My followers on Twitter will be aware that for the past few weeks I’ve been working with a couple other guys on building a 3D printer, namely a RepRap Longboat Prusa. I’ve been interested in them for a long time, mostly because they tickle my sci-fi nerd side just right, but apart from endlessly fantasizing about them I hadn’t really pursued them further. One of my long time gamer friends asked me late last year if I’d be interested in going halves for a kit. After I mentioned the idea to another friend he jumped on board as well and the 3 of us waited eagerly for the kit to arrive.
In total we’ve spent about 48 man hours total over 3 days putting it together, getting the wiring done and then troubleshooting the software and interfaces. It’s been an eye opening experience, one that challenged my electronics knowledge like it hasn’t been in quite a few years, and the result is what you see below:
We decided not to attempt to print anything since at this point it was getting close to midnight and we didn’t want to keep the Make Hack Void space open any longer than we already had. But from seeing it do the dry run it appeared to be functioning correctly (it’s printing a small cup in the video) albeit a little stiff at some points. We think that’s due to 2 things, the first being that the large gear on the extruder platform is warped slightly and sometimes hits the mounting hardware near it. Secondly we were running the steppers at a low voltage to begin with so with a little more juice in them we’ll probably see them become more responsive.
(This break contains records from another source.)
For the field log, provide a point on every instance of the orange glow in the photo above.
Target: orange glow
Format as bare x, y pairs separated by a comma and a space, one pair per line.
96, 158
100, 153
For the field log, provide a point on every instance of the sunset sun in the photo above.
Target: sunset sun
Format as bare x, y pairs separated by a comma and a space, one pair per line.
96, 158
We’ve still yet to print anything with it but the next time we get together you can guarantee that will be pretty much all we’ll do after we’ve spent so long on getting it running.
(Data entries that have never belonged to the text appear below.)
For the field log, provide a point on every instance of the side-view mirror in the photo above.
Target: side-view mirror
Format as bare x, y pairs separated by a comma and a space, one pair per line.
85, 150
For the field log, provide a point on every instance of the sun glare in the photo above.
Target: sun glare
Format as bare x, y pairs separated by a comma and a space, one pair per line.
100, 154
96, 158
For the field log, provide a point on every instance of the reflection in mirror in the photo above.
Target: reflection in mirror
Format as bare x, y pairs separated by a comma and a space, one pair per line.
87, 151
What this project opened up my eyes to was that although there’s a torrent of information available there’s no simple guide to go from beginning to end. Primarily this is because the entire movement is completely open source and the multitude of iterations available means there’s near endless numbers of variations for you to choose from. Granted this is probably what a lot of the community revels in but it would be nice if there was some clear direction in going from kit to print, rather than the somewhat organized wiki that has all the information but not all in a clear and concise manner.
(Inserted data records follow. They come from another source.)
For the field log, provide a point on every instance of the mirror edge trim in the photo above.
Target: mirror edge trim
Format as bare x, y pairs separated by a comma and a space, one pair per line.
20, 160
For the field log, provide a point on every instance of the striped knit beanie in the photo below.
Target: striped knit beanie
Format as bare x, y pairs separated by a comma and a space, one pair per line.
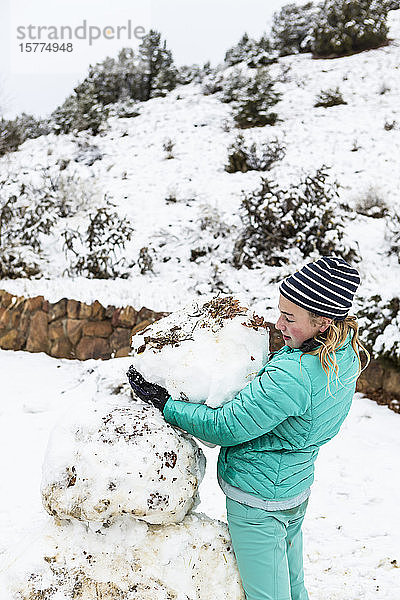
325, 287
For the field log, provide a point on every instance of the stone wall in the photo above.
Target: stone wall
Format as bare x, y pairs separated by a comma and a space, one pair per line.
72, 329
69, 328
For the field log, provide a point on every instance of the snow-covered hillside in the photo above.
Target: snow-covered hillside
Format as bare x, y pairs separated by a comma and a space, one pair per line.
183, 203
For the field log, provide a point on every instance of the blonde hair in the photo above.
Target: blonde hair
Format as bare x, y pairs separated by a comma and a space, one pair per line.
331, 340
The software for driving the machines is no better. We started off using the recommended host software which is a Java app that for the most part seems to run well. At the moment though it appears to be bugged and is completely unable to interface with RepRap printers, something we only discovered after a couple hours of testing. RepSnapper on the other hand worked brilliantly the first time around and was the software used to initiate the dry run in the video above. You’ll be hard pressed to find any mention of that particular software in the documentation wiki however which is really frustrating, especially when the recommended software doesn’t work as advertised.
I guess what I’m getting at here is that whilst there’s a great community surrounding the whole RepRap movement there’s still a ways for it to go. Building your own RepRap from scratch, even from a kit, is not for the technically challenged and will require you to have above entry level knowledge of software, electronics and Google-fu. I won’t deny that overcoming all the challenges was part of the fun but there were many road blocks that could have been avoided with better documentation with overarching direction.
All that being said however it’s still incredible that we were able to do this when not too long along the idea of 3D printing was little more than a pipe dream. Hopefully as time goes on the RepRap wiki will mature and the process will be a little more pain free for other users ,something I’m going to contribute to with our build video (coming soon!).